Soll man einem Rassisten ein Podium bieten? Heisse Debatten wurden vor dem Auftritt des Thilo Sarrazin im Münchner Literaturhaus geführt. Ethnologin und Migrationsforscherin Sabine Hess hat einen offenen Brief verfasst, in dem sie und viele andere Wissenschaftler fordern, die Veranstaltung abzusagen.
In einem Interview mit München-TV sagt sie:
– Klar, es gibt viele, die auf die Debatte setzen, die glauben man könnte diese Art von Thesen sachlich was entgegensetzen. Ich glaube das nicht. Sarrazin hat die Macht, die Medien hinter sich, es ist eine absolut schiefe Debatte. Von daher könnte das Literaturhaus sich durchaus erlauben, die Diskussion anders zu führen und nicht mit dem Herrn selbst.
Die Veranstalter jedoch liessen sich von ihrem Vorhaben nicht abbringen. Die Debatte fand statt. Und es scheint, als hätte die Ethnologin Recht gehabt.
Das wird bereits in der Einleitung des Berichtes in der Sueddeutschen klar.

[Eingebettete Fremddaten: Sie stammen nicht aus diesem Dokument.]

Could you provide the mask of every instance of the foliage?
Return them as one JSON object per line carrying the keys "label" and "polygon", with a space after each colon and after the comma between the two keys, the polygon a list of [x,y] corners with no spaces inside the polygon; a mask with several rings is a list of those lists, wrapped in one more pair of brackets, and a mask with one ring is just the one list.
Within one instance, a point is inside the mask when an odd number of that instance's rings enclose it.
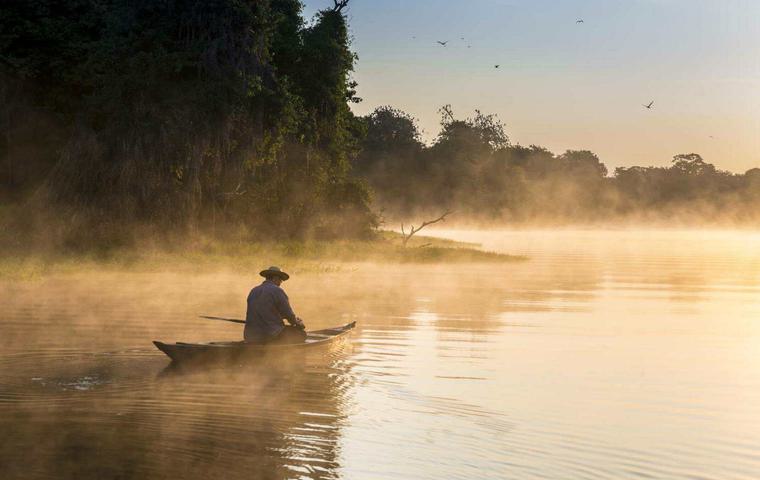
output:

“Die Voraussetzungen für eine sachliche Debatte wären blendend gewesen. Doch am Ende gerieten gutgekleidete Grauköpfe ins Geifern", schreibt Peter Fahrenholz dort. Argumente waren nicht gefragt - und ja, die Debatte war schief, sehr schief:
Da wurde gezischt, gebuht und lautstark dazwischen gerufen, wenn die beiden anderen Podiumsteilnehmer, Handelsblatt-Chefredakteur Gabor Steingart und der Soziologie-Professor an der Ludwig-Maximilians-Universität in München Armin Nassehi, es wagten, Sarrazin zu kritisieren.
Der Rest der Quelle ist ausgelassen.